Dzisiaj po południu dzierżoniowscy strażacy zostali wezwani do zadymienia klatki schodowej w samym centrum miasta. Niestety, dojazd do zdarzenia został mocno utrudniony przez bezmyślność kierowcy hondy!
W środę, 23 września, około godziny 17:20, zastęp gaśniczy i autodrabina z dzierżoniowskiej straży pożarnej zostały zadysponowane do zadymienia na klatce schodowej przy ulicy Wrocławskiej 23 w Dzierżoniowie.

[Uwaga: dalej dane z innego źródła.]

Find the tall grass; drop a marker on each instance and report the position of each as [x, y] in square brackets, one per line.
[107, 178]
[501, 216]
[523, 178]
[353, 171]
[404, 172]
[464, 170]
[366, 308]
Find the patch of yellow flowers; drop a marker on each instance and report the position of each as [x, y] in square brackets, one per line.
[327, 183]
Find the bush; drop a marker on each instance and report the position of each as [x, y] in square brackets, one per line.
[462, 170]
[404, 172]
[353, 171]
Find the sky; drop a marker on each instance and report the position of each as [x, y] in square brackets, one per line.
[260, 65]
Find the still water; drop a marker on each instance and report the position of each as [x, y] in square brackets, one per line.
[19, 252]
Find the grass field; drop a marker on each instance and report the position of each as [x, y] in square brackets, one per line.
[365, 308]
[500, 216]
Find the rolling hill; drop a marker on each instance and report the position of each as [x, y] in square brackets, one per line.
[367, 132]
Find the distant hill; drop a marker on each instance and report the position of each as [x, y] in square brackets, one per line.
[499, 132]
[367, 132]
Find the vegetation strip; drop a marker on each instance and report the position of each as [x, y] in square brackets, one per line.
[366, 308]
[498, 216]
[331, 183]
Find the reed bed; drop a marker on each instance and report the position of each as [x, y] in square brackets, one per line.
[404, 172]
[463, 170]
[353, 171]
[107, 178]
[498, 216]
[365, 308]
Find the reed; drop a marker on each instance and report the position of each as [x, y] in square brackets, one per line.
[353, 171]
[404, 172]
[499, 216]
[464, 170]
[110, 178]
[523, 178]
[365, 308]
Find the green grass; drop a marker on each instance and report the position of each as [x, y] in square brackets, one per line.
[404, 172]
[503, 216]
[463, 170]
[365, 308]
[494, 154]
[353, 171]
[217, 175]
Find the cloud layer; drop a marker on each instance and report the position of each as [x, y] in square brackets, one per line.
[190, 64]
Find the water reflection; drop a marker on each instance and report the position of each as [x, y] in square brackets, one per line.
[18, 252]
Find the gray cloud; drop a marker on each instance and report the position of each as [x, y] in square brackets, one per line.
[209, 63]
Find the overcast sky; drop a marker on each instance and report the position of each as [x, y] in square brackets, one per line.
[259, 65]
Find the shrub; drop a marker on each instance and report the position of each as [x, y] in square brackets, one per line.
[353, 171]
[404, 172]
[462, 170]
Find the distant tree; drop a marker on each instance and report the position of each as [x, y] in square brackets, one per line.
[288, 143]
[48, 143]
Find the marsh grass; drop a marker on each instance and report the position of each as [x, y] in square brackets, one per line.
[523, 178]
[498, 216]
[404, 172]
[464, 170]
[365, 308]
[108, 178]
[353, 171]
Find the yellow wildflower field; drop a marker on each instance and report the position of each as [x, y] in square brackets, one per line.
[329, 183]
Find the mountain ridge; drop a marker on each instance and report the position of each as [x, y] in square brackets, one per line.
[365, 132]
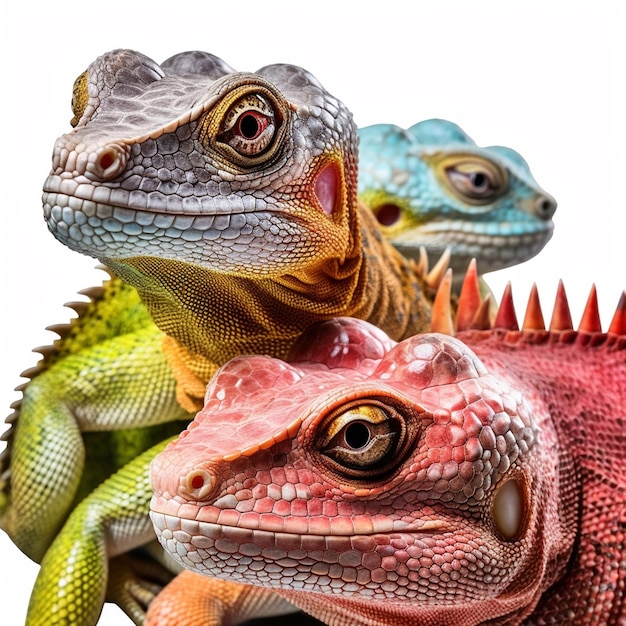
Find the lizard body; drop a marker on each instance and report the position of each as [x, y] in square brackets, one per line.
[231, 252]
[431, 185]
[227, 203]
[468, 480]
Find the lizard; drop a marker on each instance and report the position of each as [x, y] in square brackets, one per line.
[225, 205]
[115, 337]
[430, 185]
[468, 479]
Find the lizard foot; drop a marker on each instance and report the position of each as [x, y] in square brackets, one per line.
[135, 579]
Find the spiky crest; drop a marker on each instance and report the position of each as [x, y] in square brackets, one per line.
[473, 314]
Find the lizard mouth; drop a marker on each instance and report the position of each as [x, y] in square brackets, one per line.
[327, 189]
[230, 551]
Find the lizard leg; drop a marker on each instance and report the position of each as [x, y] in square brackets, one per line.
[135, 579]
[195, 600]
[118, 385]
[72, 582]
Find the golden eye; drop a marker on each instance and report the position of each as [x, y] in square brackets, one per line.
[246, 128]
[363, 439]
[80, 97]
[475, 181]
[249, 126]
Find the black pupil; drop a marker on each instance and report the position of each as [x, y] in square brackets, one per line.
[249, 126]
[388, 214]
[357, 435]
[479, 180]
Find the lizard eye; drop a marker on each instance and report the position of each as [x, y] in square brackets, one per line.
[363, 439]
[472, 179]
[246, 127]
[250, 126]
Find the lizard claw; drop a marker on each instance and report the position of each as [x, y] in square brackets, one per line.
[135, 579]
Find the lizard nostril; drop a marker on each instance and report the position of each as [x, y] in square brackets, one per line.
[109, 162]
[197, 484]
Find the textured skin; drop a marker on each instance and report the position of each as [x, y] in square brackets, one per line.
[432, 186]
[227, 201]
[492, 489]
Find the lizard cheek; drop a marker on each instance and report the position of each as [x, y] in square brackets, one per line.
[509, 510]
[327, 188]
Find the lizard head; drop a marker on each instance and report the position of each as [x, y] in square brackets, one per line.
[402, 474]
[193, 161]
[432, 186]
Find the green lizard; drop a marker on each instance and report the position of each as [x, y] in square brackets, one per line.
[116, 384]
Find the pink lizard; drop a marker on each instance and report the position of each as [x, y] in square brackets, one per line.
[476, 479]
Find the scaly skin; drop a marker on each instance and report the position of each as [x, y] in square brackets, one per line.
[470, 480]
[227, 201]
[69, 438]
[432, 186]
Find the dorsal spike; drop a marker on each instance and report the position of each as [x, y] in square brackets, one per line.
[482, 318]
[441, 320]
[561, 316]
[590, 320]
[422, 262]
[436, 275]
[618, 323]
[469, 299]
[506, 317]
[533, 319]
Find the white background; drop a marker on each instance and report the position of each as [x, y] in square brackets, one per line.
[547, 79]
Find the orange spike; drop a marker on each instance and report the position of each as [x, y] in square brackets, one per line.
[561, 316]
[436, 275]
[590, 321]
[533, 320]
[469, 298]
[422, 262]
[506, 317]
[441, 320]
[618, 323]
[482, 319]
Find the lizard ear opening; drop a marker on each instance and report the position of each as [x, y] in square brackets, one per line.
[509, 509]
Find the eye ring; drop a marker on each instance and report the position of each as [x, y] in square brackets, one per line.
[470, 178]
[246, 128]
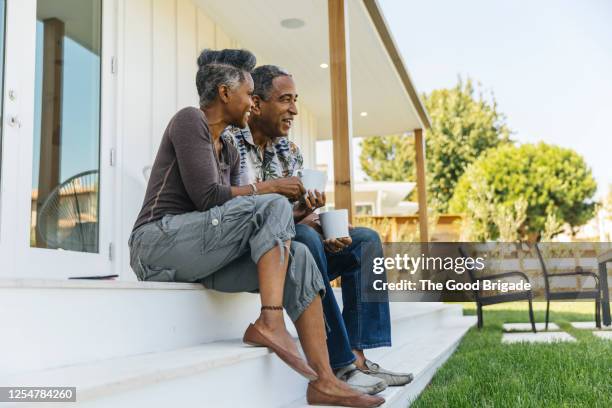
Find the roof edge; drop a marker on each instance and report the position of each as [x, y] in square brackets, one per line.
[385, 35]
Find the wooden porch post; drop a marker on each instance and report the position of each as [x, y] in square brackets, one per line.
[419, 147]
[342, 127]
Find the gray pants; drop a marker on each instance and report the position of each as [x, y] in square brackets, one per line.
[221, 247]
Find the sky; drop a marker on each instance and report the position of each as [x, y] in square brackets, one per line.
[547, 62]
[80, 112]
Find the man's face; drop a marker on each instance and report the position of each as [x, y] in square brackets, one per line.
[275, 115]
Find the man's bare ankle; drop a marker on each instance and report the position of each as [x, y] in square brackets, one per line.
[270, 322]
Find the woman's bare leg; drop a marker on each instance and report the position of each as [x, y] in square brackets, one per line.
[311, 329]
[272, 274]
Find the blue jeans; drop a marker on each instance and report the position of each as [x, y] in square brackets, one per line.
[361, 325]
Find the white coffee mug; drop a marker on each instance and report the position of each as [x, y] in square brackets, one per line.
[313, 179]
[334, 224]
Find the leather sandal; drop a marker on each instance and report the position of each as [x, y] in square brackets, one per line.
[254, 337]
[315, 396]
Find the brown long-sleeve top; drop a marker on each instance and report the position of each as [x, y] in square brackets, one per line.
[186, 175]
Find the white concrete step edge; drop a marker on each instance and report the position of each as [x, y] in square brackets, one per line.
[123, 318]
[116, 375]
[100, 379]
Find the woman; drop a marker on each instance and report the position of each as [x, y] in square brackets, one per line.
[197, 225]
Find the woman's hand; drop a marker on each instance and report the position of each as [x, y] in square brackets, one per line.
[335, 245]
[290, 187]
[314, 200]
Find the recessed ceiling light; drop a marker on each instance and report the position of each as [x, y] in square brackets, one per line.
[292, 23]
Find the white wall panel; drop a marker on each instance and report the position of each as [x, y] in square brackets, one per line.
[134, 141]
[206, 31]
[164, 68]
[186, 56]
[222, 40]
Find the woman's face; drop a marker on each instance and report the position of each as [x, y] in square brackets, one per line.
[240, 102]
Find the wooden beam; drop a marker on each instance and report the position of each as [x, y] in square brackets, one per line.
[51, 114]
[419, 147]
[342, 127]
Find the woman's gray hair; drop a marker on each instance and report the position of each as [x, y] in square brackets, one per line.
[263, 77]
[225, 67]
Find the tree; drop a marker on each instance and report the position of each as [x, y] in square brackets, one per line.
[388, 158]
[464, 125]
[552, 180]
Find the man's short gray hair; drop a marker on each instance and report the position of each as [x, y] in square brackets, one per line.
[263, 77]
[225, 67]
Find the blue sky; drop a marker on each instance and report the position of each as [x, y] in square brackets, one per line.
[80, 109]
[548, 62]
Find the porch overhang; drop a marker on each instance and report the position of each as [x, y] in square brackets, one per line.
[380, 83]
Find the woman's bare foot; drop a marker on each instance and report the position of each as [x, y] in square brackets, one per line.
[333, 386]
[274, 328]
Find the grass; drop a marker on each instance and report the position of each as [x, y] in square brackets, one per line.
[485, 373]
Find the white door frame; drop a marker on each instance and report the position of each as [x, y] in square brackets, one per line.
[17, 258]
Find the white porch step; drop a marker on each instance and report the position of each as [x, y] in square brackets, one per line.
[421, 356]
[230, 374]
[85, 320]
[82, 320]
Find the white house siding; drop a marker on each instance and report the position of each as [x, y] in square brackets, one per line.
[158, 44]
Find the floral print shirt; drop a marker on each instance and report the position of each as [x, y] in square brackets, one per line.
[279, 158]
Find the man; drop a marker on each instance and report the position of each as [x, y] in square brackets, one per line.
[266, 153]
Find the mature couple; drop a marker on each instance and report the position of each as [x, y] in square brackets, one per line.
[224, 207]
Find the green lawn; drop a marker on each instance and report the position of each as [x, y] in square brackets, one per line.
[485, 373]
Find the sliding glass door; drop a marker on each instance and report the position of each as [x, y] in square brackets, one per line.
[62, 221]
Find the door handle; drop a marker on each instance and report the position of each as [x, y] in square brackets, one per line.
[14, 122]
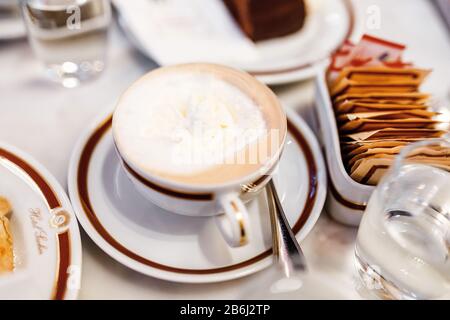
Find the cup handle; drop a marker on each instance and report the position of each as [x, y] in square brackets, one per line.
[234, 224]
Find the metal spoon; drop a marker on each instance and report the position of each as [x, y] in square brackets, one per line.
[285, 246]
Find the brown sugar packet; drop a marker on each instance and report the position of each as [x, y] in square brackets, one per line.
[346, 86]
[362, 125]
[370, 170]
[374, 151]
[410, 97]
[382, 74]
[387, 115]
[6, 242]
[390, 133]
[361, 147]
[357, 107]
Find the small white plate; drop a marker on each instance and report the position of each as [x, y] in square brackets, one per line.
[295, 57]
[187, 249]
[47, 246]
[12, 25]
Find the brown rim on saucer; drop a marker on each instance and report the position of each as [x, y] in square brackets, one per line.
[83, 192]
[351, 13]
[53, 202]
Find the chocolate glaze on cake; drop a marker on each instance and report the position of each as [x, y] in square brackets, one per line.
[266, 19]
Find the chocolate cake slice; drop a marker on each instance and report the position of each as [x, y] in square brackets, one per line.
[266, 19]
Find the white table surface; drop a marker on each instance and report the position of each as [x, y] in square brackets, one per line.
[46, 120]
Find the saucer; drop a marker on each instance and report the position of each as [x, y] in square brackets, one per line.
[46, 239]
[178, 248]
[280, 60]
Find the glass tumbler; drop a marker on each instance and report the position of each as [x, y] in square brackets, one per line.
[403, 242]
[69, 37]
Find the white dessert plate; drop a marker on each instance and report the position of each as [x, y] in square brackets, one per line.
[46, 239]
[177, 248]
[281, 60]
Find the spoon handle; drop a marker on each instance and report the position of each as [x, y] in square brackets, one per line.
[285, 245]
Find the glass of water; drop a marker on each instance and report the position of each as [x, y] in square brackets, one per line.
[403, 242]
[69, 37]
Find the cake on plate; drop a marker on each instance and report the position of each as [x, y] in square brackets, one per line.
[267, 19]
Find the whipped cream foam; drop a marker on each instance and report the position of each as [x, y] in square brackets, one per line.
[185, 123]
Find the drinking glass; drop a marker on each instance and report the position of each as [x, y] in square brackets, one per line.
[402, 249]
[69, 37]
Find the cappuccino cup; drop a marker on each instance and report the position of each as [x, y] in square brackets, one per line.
[200, 140]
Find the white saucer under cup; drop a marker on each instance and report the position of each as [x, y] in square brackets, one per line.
[178, 248]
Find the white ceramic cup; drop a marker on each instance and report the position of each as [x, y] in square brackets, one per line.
[225, 201]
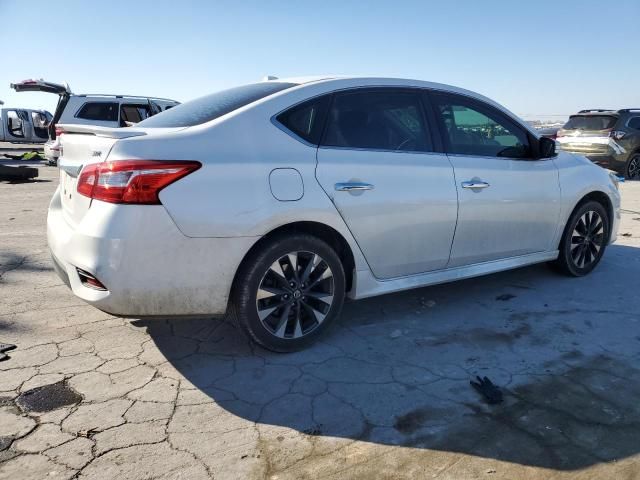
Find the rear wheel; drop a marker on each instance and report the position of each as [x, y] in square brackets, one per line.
[633, 167]
[584, 240]
[288, 292]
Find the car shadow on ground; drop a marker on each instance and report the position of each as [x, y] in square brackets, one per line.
[395, 370]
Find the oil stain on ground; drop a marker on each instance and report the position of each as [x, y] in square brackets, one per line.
[586, 415]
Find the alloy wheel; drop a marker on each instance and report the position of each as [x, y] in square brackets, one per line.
[633, 171]
[587, 239]
[295, 295]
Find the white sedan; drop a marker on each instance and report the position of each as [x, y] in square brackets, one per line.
[276, 200]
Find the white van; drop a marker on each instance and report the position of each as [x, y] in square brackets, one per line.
[91, 109]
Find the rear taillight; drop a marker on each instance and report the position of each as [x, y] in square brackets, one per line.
[131, 181]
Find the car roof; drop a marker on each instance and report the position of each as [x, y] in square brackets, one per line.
[339, 81]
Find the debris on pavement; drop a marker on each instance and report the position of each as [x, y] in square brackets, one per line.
[505, 297]
[33, 155]
[48, 397]
[486, 388]
[5, 347]
[396, 334]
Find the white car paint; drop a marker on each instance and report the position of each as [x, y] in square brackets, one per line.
[180, 257]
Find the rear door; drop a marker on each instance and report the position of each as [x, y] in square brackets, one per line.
[509, 202]
[397, 196]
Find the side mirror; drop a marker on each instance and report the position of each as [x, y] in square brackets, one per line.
[546, 147]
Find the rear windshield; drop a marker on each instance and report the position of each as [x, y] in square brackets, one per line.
[590, 122]
[212, 106]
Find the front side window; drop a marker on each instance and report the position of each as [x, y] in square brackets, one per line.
[306, 119]
[471, 128]
[102, 111]
[377, 119]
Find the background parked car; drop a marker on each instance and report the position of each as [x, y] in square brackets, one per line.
[609, 138]
[91, 109]
[24, 125]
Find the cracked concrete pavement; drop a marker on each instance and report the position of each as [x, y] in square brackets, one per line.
[385, 395]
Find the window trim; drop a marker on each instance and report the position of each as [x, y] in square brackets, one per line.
[274, 119]
[417, 91]
[117, 105]
[533, 141]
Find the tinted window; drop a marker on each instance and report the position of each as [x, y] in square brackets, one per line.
[212, 106]
[634, 123]
[307, 119]
[471, 128]
[133, 114]
[381, 119]
[104, 111]
[590, 122]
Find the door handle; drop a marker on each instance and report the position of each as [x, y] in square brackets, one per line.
[475, 184]
[353, 186]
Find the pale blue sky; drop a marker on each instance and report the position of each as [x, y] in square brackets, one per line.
[537, 58]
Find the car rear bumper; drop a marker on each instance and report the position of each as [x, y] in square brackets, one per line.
[147, 265]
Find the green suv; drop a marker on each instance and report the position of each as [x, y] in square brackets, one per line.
[609, 138]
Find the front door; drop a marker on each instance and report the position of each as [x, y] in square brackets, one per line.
[509, 202]
[395, 194]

- W trakcie rozpoznania udało nam się ustalić przypuszczalną przyczynę, którą było cofnięcie się dymu z przewodu spalinowego na skutek niewłaściwego użytkowania tego przewodu kominowego. Nie było kratki zabezpieczającej w wyczystce na dole w piwnicy, stąd te zadymienie. [...] Dojazd do miejsca zdarzenia był utrudniony ze względu na zaparkowane samochody, które uniemożliwiły nam dojazd bezpośrednio do samego miejsca zdarzenia - powiedział nam asp. Artur Dudek, kierujący działaniami ratowniczymi z JRG Dzierżoniów.
Dojazd pod budynek, w którym powstało zagrożenie był niemożliwy przez kierującego hondą, który zaparkował swój pojazd na ulicy Tylnej, na zakazie parkowania. Sytuacja ta bardzo wzburzyła nie tylko strażaków, ale również przechodniów, którzy głośno komentowali to bezmyślne zachowanie.
Powiadomiony patrol policji natychmiast ustalił właściciela nieprawidłowo zaparkowanego samochodu i nakazał jego przestawienie. Tym razem sprawa zakończyła się mandatem, jednakże zastawianie dróg pożarowych może doprowadzić do tragedii.